My friend Matt Waymeyer writes,
“In John Steinbeck’s book East of Eden, there’s a scene in which Cyrus is taking a walk with his son Adam, who is about to go off to fight in World War I. Cyrus is telling him about what it means to be a soldier, and at one point he says this:
From the day of a child’s birth he is taught by every circumstance, by every law and rule and right, to protect his own life. He starts with that great instinct, and everything confirms it. And then he [becomes] a soldier and he must learn to violate all of this—he must learn…to put himself in the way of losing his own life….[i]

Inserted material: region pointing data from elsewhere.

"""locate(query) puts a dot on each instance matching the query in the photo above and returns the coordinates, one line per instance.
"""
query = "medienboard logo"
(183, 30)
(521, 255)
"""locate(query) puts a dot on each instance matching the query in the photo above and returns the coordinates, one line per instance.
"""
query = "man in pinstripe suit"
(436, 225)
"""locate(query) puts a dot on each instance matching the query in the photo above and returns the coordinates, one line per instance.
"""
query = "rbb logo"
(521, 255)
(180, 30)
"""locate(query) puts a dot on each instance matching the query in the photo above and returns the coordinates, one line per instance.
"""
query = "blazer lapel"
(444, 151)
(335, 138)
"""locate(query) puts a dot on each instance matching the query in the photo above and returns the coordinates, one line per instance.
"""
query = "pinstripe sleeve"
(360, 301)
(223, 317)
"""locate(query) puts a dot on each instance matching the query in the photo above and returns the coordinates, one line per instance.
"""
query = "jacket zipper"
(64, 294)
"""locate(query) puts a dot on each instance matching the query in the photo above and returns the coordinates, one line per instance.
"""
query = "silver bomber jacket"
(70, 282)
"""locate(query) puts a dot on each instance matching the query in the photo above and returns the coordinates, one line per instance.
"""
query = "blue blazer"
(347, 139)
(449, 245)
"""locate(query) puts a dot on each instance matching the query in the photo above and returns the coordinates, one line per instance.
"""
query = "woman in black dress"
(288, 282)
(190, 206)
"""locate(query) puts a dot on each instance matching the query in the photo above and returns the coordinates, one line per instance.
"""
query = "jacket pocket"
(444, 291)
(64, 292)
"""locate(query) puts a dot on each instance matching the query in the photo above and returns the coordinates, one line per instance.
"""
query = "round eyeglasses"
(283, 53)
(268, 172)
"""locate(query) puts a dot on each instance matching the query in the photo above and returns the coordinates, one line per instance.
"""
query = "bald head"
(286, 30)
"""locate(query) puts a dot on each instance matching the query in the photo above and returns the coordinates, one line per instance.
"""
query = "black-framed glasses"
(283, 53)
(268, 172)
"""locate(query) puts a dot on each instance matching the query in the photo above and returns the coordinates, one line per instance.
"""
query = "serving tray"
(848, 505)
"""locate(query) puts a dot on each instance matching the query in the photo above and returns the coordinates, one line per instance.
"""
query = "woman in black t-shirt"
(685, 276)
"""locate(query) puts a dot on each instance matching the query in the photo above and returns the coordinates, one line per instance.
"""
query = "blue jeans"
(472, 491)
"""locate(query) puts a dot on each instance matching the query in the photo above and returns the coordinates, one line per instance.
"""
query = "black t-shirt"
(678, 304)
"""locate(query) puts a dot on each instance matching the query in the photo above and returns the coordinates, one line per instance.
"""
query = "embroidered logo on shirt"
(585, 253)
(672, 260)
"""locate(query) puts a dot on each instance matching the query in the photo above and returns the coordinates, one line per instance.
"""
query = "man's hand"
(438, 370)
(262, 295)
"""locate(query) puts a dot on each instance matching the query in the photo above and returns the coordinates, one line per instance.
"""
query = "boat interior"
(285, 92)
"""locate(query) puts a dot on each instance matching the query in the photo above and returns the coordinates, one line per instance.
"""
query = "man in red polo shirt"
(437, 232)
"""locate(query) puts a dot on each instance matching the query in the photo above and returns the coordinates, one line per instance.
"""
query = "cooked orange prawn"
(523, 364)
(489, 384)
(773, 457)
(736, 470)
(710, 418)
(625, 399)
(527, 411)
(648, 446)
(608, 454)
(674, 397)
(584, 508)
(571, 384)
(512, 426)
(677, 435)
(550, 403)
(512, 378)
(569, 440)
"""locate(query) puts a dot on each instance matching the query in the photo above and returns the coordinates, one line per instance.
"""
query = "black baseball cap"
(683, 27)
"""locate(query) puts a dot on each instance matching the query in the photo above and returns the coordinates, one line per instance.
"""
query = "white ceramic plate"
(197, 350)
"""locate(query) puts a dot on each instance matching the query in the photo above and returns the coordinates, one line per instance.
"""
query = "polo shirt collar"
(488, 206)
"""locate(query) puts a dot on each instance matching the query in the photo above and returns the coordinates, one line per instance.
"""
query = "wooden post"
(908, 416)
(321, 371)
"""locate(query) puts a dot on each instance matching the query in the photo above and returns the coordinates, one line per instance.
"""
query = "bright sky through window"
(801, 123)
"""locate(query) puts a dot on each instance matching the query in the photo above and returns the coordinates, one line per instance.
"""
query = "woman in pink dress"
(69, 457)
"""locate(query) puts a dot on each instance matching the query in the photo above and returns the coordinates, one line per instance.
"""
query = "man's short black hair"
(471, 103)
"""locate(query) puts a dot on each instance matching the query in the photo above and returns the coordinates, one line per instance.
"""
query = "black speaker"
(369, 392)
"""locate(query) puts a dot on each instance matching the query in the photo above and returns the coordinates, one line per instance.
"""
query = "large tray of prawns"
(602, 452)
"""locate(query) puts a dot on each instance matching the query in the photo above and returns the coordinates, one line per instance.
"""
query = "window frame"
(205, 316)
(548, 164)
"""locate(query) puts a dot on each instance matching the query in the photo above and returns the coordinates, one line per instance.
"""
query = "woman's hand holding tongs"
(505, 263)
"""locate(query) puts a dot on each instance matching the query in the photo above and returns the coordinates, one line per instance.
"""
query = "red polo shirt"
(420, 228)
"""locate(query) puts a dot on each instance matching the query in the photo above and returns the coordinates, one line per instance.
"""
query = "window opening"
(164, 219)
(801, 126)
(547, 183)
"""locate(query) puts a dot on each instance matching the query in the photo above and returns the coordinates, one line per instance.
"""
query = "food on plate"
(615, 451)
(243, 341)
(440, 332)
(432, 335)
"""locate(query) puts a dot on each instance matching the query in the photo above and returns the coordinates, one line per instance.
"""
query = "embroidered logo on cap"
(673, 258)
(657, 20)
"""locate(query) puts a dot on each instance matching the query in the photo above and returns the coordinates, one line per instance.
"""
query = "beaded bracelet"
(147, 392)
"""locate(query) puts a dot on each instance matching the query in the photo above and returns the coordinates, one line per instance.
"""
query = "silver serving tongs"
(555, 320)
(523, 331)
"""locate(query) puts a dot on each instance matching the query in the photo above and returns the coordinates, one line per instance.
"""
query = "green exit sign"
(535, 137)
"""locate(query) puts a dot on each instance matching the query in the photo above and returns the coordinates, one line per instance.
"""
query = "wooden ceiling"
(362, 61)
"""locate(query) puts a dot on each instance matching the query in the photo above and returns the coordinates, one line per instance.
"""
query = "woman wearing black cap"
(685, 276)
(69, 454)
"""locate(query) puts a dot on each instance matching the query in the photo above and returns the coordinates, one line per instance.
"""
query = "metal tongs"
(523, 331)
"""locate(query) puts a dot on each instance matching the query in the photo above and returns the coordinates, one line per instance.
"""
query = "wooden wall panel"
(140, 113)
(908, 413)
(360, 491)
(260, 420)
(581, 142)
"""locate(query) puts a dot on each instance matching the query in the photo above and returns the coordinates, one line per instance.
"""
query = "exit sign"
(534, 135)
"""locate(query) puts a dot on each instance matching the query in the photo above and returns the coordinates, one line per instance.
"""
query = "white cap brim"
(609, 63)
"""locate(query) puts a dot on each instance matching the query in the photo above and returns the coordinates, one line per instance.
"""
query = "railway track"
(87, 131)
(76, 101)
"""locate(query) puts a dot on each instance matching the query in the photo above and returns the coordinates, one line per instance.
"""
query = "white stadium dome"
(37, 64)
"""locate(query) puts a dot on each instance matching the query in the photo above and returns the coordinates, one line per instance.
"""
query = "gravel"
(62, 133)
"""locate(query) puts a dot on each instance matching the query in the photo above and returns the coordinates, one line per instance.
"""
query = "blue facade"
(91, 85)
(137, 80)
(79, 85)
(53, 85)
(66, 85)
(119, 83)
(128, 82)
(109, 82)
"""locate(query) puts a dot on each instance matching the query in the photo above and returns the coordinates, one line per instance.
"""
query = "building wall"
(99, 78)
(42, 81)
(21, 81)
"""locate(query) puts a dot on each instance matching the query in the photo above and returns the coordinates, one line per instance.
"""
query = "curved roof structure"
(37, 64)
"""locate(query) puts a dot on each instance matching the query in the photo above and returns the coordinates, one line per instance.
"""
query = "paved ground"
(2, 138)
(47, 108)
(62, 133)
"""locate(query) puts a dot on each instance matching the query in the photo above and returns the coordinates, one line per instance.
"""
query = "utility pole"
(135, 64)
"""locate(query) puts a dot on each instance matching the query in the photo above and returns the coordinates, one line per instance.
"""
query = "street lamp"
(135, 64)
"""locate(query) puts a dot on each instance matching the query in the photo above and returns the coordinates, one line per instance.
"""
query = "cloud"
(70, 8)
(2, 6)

Something similar happens when a man becomes a husband. From the start of his life, a man’s nature and instinct is to think of himself and live for himself. And yet when he gets married he must learn to violate this instinct—he must learn to lay down his life for his wife and live for her, because that’s what love is. That’s what it means to love your wife as Christ loved the church.
The point is not simply that you are willing to die for your wife, although it would include that. The point is that you are willing to live for her—to sacrifice your desires for her desires; to constantly serve her and put her needs before your own; to set aside your own preferences, comfort, and welfare to please her and meet her needs. As John MacArthur writes: “Love does whatever needs to be done and does not count cost or merit….Whatever is needed it gives.”[ii] That’s what love is—love is giving.
Many husbands see marriage as an arrangement of give and take. But Paul says: No. Marriage is not give and take. Marriage is give and give and give and give, because that’s what Christ did for the church. Husbands, if you are not giving of yourself, you are not loving your wife, regardless of what you might say to her or how you might feel about her. As Stuart Scott writes, a husband “must show his love in tangible ways. He will not simply say, I love you, but will assure her of his love by his deeds.”[iii]
Exactly how this plays itself out will differ from marriage to marriage, but the way to move forward is to think through specific, tangible ways to sacrificially give of yourself to serve your wife. This may involve denying yourself when you get home from work. Maybe you’re tired and you’d like to plop down and become one with the Lazyboy while you read the newspaper or watch television. But maybe your wife would like to know about your day or tell you about hers. And so suddenly you have a real-life tangible opportunity to sacrifice your own desires for those of your wife. “
[i] John Steinbeck, East of Eden (New York: Penguin Books, 1952), 26.
[ii] John F. MacArthur, Ephesians (Chicago: Moody Press, 1986), 298.
[iii] Stuart Scott, The Exemplary Husband: A Biblical Perspective (Bemidji, MN: Focus Publishing, 2002), 81.